On constate également une évolution dans la pratique du culte. Là, comme ailleurs, la fréquentation de l’office des vigiles a beaucoup baissé ainsi que ceux des fêtes lorsque celles-ci tombent en semaine. Par contre l’assistance est toujours très importante le dimanche.
Restauration de l’Exarchat
Le 20 juin 1999, après la liturgie présidée par Monseigneur Serge dans la cathédrale Saint Alexandre de la Neva, Monseigneur Méliton de Philadelphie, secrétaire général du Saint Synode du Patriarcat Œcuménique, a remis solennellement le Tomos, c’est à dire la charte instituant l’Archevêché en Exarchat du Patriarcat Œcuménique.
Ainsi par cet acte l’Archevêché qui jouissait d’une autonomie interne dans la Métropole grecque, représentante du Patriarcat Œcuménique en France, retrouvait son rang d’Exarchat qu’il avait eu en 1931. Pour comprendre cette situation il est nécessaire de faire un bref rappel historique en partant de l’origine de l’Archevêché.
Comme il a été dit plus haut, l’afflux des émigrés russes en France a été à l’origine de la formation de nombreuses paroisses qui se sont créées avec des moyens précaires là où la population d’émigrés était suffisamment importante.
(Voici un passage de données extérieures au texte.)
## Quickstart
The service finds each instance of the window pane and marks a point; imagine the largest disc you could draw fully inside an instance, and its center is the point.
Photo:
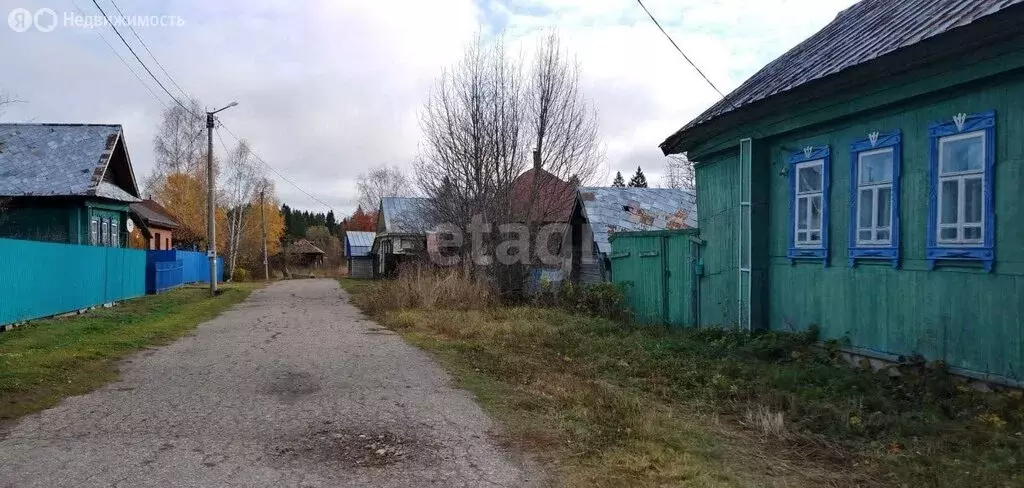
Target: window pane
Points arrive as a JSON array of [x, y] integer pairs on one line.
[[816, 212], [972, 200], [802, 213], [884, 203], [950, 190], [963, 154], [810, 178], [877, 167], [972, 233]]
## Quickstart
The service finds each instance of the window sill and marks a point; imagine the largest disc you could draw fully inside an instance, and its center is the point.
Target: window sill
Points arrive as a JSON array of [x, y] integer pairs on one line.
[[808, 254], [958, 256], [875, 255]]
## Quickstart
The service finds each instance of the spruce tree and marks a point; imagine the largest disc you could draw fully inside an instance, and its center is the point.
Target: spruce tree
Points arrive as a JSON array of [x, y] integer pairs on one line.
[[619, 181], [638, 180]]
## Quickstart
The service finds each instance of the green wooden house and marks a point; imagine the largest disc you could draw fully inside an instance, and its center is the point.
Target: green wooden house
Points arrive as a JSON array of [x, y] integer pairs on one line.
[[66, 183], [868, 181]]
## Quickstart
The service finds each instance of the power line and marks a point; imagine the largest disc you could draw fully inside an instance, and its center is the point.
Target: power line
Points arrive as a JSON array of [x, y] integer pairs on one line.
[[168, 75], [678, 49], [139, 59], [255, 154], [123, 60]]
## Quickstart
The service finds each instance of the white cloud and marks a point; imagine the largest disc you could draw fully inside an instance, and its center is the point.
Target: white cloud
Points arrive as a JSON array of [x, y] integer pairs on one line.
[[328, 89]]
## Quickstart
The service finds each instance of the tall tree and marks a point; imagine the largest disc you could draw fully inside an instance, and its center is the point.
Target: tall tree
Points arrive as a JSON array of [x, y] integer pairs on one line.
[[380, 182], [638, 180], [679, 173], [619, 182]]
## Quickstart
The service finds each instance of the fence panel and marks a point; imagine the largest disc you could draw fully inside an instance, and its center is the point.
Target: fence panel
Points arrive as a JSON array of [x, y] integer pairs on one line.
[[39, 279]]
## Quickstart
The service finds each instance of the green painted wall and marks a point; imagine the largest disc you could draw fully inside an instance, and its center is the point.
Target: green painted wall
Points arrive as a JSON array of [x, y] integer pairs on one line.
[[972, 319]]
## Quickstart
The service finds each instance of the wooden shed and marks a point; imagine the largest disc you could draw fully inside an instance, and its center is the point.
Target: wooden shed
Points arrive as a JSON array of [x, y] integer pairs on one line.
[[867, 182]]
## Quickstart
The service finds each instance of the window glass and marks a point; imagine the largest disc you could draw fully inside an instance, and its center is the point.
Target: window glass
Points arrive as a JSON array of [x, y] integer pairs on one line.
[[810, 178], [962, 153], [877, 167]]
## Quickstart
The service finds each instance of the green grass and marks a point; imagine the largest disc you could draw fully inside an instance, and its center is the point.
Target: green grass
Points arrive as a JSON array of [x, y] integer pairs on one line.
[[611, 405], [49, 359]]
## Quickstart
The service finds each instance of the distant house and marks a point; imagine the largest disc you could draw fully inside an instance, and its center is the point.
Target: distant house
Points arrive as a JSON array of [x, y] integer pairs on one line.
[[868, 182], [402, 224], [66, 183], [156, 224], [305, 254], [600, 212], [358, 253]]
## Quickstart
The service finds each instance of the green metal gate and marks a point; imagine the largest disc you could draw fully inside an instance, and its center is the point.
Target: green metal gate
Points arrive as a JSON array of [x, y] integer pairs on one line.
[[656, 270]]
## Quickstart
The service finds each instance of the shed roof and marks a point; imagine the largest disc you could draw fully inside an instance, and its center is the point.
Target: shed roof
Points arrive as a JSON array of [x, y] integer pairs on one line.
[[406, 215], [64, 160], [154, 214], [866, 31], [358, 244], [614, 210]]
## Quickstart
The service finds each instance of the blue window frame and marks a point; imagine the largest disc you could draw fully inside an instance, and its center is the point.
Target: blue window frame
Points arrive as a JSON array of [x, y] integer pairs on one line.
[[961, 208], [875, 169], [809, 185]]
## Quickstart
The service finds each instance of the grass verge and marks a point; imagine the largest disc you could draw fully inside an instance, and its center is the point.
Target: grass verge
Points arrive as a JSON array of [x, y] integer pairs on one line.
[[49, 359], [610, 405]]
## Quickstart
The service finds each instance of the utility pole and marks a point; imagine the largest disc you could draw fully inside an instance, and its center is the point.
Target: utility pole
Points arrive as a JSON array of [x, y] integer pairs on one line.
[[211, 227], [262, 216]]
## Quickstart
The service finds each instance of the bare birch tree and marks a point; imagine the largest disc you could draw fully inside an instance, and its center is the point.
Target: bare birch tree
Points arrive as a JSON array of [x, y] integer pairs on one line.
[[243, 179], [679, 173], [380, 182]]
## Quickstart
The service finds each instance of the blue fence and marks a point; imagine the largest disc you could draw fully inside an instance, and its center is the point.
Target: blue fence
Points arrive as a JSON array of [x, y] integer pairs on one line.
[[39, 279], [169, 269]]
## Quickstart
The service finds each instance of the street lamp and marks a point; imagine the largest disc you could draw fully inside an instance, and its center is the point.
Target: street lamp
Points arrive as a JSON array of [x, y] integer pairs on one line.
[[211, 228]]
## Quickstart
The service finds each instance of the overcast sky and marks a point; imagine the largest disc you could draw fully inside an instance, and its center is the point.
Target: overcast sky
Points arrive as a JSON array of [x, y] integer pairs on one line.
[[330, 88]]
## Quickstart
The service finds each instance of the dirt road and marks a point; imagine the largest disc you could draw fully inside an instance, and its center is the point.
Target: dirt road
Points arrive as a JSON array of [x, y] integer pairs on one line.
[[291, 388]]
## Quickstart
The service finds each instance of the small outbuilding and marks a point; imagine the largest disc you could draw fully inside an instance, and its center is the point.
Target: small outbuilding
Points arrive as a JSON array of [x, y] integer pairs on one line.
[[358, 254], [600, 212]]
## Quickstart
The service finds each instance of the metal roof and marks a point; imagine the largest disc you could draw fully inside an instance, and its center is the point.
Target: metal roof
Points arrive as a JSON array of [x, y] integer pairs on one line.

Pour organiser tout cela le Patriarche Tikhon, patriarche de Moscou, confie à Mgr Euloge (ancien évêque de Chelm) la direction de l’ensemble des paroisses et communautés russes en France et en Europe occidentale. Cet ensemble est constitué en Métropole et Mgr Euloge s’installe dans les locaux de l’église St Alexandre de la Neva qui devient cathédrale.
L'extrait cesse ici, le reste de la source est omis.